Failure to Prevent Accidents Due to Inadequate Supervision and Assistive Devices
Penalty
Summary
Facility staff failed to ensure that two residents received appropriate assistance and assistive devices to prevent accidents. For one resident with hemiplegia, dementia, generalized muscle weakness, and a history of falls, staff used an incorrectly sized mechanical lift pad and performed a transfer with only one staff member instead of the required two. During the transfer, the resident slipped from the lift pad and fell to the floor. The staff member then moved the resident from the floor to the bed before a nurse could assess for injuries, contrary to facility policy. The resident was dependent on staff for transfers and was care planned for two-person assistance with a mechanical lift and the correct size lift pad, but these interventions were not followed at the time of the incident.
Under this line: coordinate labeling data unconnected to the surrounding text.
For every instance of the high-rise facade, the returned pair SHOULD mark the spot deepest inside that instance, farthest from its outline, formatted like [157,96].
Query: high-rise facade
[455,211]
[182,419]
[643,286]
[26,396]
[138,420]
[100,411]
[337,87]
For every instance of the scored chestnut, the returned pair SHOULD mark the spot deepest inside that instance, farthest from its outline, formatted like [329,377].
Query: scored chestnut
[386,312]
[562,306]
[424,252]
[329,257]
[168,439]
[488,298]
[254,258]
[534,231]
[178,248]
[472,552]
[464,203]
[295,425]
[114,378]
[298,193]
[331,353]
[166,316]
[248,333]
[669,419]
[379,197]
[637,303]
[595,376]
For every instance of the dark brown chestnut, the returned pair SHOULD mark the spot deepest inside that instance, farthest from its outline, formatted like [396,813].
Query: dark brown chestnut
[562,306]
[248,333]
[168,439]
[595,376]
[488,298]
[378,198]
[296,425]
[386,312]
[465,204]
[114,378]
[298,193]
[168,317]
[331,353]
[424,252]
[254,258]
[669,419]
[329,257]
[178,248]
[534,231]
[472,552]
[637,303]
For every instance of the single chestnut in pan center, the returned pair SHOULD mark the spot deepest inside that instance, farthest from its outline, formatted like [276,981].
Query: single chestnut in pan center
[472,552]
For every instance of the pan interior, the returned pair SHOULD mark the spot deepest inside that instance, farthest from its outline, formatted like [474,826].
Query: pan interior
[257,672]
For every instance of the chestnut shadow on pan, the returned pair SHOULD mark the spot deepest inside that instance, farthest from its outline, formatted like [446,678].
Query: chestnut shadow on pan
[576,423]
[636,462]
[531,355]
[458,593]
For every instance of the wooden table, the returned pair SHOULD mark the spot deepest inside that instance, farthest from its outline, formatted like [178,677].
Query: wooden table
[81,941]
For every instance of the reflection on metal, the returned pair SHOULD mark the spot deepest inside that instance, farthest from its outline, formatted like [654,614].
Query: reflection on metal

Another resident, who had diagnoses including traumatic subdural hemorrhage, Parkinsonism, dementia, and repeated falls, did not have Dycem non-slip material in the wheelchair as specified in the care plan. This resident was severely cognitively impaired, dependent on staff for transfers, and had a recent history of multiple falls. During multiple observations, the resident was seen transferring independently and walking without assistance, and the required Dycem was not present in the wheelchair. Staff were unaware of the missing Dycem and could not provide an explanation at the time of the survey. Facility policies required at least two staff for mechanical lift transfers and the use of properly sized lift pads, as well as individualized fall prevention interventions. In both cases, staff did not follow established protocols and care plan interventions, resulting in preventable incidents involving residents at high risk for falls and injury.